Behaviour change in Python 3.11. Compatibility break or genuine fix?

rustinpeace · June 1, 2024, 10:34am

Hi There,

We create embeddable Python distributions for our tools and have been successfully using the the off the shelf Windows version and an equivalent for macOS that we build so far.

The only meaningful customization we do for the WIndows distribution is remove the default _PTH file so that relative imports work in the current directory. The presense of _PTH file seems to break that even if . is specified by default.

We also provide our own acrivation scripts much like venv that adds python executable dir to the head of path and additionally set PYTHONNOUSERSITE=1. We used to also set PYTHONHOME to the path of the distribution dir but found that it had no effect.

With this setup, we always had sys.path pointing to the embedded Pythons dirs only, doesn’t matter if a system Python was installed or not.

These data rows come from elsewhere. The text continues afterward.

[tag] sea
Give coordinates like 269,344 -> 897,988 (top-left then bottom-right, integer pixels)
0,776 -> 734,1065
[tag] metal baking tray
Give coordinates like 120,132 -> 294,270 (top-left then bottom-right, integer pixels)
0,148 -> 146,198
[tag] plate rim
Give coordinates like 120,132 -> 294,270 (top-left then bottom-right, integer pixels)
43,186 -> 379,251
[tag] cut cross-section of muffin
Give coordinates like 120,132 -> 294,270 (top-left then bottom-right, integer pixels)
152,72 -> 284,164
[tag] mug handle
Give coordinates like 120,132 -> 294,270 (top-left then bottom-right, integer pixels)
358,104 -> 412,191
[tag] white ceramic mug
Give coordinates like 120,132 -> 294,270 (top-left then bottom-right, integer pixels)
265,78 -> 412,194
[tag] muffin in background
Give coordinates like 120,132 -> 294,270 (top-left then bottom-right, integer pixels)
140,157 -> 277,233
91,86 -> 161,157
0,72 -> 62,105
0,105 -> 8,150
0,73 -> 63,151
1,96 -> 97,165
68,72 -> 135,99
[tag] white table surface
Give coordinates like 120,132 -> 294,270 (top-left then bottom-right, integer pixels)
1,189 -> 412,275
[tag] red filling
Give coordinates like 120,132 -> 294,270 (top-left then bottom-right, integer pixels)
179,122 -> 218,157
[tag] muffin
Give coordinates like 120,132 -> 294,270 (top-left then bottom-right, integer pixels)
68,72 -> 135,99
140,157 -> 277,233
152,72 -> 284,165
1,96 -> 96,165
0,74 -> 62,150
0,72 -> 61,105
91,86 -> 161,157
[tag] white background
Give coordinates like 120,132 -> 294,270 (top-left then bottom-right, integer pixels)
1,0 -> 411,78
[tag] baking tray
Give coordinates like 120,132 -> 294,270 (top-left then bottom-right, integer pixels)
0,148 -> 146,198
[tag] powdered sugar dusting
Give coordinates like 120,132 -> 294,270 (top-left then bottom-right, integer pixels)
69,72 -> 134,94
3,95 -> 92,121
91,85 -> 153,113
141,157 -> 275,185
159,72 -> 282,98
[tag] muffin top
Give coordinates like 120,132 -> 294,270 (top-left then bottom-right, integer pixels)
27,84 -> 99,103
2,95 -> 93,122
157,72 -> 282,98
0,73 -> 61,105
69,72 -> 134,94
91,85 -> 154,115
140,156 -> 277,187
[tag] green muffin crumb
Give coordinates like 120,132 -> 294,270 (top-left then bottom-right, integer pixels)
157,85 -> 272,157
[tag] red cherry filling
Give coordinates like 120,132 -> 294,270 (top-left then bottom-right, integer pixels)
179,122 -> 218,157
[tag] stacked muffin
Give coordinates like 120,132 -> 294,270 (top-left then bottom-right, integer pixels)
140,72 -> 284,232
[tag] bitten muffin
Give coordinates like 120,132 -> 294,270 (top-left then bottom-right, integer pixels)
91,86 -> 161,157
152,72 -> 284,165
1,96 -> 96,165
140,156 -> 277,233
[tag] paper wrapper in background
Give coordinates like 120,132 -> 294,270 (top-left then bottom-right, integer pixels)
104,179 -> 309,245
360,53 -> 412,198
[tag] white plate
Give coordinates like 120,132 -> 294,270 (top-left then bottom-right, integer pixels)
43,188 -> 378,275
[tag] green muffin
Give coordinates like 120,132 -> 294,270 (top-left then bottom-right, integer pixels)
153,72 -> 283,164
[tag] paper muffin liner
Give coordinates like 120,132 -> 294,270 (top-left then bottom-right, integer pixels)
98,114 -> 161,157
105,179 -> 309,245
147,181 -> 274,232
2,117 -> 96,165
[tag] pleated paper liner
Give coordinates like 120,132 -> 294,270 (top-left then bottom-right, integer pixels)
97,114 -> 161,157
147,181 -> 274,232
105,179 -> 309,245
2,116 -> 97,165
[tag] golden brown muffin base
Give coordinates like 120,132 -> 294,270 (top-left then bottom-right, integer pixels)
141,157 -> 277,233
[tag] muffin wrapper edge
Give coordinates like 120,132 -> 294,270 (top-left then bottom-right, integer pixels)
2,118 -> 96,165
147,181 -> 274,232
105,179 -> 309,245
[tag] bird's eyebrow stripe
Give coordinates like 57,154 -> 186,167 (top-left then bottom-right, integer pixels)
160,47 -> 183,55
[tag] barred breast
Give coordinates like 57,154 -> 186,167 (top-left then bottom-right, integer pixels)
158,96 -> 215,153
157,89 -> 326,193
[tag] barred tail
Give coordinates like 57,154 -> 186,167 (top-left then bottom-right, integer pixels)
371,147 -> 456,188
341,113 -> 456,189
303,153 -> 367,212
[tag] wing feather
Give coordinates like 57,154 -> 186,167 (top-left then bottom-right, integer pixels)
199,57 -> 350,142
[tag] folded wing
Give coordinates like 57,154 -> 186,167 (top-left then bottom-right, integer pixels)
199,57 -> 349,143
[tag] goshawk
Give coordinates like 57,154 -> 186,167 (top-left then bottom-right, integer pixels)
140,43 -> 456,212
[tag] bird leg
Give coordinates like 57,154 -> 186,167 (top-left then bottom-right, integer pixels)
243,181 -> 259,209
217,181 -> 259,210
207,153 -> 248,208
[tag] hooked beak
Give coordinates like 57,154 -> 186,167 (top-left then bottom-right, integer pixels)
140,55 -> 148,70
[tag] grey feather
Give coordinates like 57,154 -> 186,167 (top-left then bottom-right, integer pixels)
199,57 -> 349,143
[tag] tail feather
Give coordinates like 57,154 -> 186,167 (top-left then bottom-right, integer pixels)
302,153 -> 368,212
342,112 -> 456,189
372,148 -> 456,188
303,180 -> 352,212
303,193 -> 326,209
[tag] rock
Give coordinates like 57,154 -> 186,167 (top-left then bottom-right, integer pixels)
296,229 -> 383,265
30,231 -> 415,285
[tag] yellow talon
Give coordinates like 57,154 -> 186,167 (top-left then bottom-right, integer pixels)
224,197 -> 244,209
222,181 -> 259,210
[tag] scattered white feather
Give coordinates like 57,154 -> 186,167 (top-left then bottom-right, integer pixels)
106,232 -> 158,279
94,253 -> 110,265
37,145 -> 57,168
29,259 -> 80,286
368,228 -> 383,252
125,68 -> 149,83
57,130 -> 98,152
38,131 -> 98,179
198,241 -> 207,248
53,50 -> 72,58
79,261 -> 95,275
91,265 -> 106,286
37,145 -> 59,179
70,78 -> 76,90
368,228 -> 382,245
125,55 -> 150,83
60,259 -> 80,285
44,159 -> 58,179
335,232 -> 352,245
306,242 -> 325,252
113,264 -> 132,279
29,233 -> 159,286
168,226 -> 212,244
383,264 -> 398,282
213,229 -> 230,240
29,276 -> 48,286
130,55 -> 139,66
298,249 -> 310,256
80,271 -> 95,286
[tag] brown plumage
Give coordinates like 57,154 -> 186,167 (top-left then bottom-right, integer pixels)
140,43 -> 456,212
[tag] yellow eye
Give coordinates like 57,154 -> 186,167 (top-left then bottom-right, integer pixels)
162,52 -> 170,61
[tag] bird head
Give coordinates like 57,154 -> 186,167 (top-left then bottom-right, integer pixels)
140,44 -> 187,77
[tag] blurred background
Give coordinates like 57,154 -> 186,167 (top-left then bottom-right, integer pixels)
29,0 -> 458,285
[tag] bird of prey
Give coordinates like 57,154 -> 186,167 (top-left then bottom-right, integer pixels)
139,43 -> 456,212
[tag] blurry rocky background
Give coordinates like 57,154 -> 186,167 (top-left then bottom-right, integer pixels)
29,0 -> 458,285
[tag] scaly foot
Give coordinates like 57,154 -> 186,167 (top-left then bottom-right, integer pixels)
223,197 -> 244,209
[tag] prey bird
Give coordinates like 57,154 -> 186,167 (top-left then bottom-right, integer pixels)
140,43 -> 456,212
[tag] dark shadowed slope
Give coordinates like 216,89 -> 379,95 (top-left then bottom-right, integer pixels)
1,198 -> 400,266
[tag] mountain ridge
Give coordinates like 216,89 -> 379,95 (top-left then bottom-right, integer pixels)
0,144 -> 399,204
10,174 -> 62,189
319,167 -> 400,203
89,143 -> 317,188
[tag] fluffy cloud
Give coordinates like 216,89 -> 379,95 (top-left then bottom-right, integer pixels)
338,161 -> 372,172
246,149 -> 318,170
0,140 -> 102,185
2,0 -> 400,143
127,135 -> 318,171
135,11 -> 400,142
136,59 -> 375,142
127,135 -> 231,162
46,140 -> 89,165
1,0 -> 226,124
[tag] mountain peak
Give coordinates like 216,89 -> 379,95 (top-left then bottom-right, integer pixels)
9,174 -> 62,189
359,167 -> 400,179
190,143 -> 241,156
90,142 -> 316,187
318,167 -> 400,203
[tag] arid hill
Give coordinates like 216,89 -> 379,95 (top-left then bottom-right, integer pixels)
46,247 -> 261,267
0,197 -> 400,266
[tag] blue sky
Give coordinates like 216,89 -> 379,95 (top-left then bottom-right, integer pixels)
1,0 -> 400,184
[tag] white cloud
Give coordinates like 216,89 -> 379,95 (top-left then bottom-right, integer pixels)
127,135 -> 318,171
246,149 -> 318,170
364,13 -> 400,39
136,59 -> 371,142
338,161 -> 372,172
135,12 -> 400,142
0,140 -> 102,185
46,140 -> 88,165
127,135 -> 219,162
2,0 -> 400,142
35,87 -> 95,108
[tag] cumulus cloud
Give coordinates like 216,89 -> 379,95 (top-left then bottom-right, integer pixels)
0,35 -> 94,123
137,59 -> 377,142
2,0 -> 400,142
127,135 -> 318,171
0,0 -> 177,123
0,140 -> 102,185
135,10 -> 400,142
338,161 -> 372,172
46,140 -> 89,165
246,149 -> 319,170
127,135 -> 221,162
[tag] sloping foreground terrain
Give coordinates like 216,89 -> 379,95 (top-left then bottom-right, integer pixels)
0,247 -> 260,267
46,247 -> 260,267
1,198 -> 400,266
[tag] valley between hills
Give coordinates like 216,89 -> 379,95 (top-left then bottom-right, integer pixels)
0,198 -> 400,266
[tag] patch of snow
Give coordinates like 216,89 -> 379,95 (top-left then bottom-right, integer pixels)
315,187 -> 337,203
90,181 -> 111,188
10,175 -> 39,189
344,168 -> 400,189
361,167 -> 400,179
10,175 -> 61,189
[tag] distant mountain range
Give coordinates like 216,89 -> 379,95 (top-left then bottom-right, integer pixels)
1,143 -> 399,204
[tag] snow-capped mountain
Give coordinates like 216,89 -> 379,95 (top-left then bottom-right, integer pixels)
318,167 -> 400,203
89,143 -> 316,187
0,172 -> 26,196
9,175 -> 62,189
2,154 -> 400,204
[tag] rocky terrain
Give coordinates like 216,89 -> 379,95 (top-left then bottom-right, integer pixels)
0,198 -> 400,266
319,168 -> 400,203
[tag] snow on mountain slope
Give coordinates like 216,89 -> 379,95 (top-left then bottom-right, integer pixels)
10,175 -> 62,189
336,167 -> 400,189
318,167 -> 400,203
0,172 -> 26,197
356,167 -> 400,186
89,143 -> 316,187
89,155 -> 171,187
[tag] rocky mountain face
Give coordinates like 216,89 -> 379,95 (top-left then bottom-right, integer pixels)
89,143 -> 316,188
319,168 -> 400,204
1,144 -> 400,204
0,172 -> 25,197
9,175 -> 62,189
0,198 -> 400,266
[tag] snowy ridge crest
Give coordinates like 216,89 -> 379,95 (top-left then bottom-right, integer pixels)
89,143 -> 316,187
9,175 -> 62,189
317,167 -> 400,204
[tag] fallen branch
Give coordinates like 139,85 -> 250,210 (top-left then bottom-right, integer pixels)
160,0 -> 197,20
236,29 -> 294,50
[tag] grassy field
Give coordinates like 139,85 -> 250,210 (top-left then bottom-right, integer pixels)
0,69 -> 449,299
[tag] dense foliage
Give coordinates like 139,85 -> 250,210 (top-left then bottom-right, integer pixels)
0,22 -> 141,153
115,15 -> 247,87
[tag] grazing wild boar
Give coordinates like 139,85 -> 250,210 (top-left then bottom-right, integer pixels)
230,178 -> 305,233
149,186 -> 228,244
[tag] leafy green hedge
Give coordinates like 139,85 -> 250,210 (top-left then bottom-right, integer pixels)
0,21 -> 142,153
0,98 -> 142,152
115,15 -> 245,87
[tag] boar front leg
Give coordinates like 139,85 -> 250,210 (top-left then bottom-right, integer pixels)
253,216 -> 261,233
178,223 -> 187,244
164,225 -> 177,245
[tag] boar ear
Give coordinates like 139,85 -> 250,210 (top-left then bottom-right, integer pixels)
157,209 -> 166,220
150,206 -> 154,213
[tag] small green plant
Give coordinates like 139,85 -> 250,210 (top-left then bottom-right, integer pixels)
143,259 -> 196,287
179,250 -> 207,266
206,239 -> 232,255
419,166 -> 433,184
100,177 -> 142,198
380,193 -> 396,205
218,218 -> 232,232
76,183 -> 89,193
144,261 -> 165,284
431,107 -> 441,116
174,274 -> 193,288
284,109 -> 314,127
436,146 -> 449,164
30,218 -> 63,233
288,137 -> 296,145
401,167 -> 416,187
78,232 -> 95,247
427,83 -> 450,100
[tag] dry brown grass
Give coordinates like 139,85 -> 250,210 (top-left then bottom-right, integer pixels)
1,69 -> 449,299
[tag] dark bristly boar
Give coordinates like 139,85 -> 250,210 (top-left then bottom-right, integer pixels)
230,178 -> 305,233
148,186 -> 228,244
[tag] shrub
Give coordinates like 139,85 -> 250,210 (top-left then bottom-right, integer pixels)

However, after switching to Python 3.11 where Python 3.11 was also installed (via the official installer) we noticed that AppData\Local\Programs\Python\Python311 dirs (DLLs, Lib) started appearing in sys.path. Even if Python 3.11 was uninstalled, the paths stayed. I noted that when uninstalling Python, Python leaves Windows registry keys behind, which is probably a bug anyway.

It appears that either 3.11 and above finally lines with the documentation where registry lookup is used as a fallback or this is a regression and shoul be fixed. Even if it was the former, I would say that for a piece of software with such a large installbase, leaked bugs effectively become default behaviour and fixing those constitutes a backwards incompatible break.

So what choices do we have now?

We could alias python in the shell to be python -E. Specifying -E has the advantage of isolating the environment and unlike the _PTH file limitation can do relative module import no problem. The main issue is that while Pyhton has env variable override for most command line parameters, there’s none for -E. So for example if we have a script, that forks Python to run something, it’ll have to remmeber to also pass -E
We could set PYTHONHOME again. This seems to work almost like -E and more resiliant to sub process forking (assuming those calls inherit the parent processes env and don’t supply their own). The only thing I seem to remember is that when we set PYTHONHOME, some (not all) globally installed tools like Black ran into issues (because they are hard wired to use system Python) because of path mismatch
Something else? E.g. raise bugs on 3.11 and above and also raise a feature request to introduce PYTHONISOLATED env var for -E

Thoughts welcome.

eryksun · June 1, 2024, 12:37pm

The presence of a ._pth file, such as “python311._pth”, enables isolated mode, which ignores environment settings and should also ignore the user site packages directory. It explicitly overrides the default calculation of sys.path. A “.” entry corresponds to the directory of the ._pth file itself. The directive import site enables importing the site module, and it’s the only import that’s supported.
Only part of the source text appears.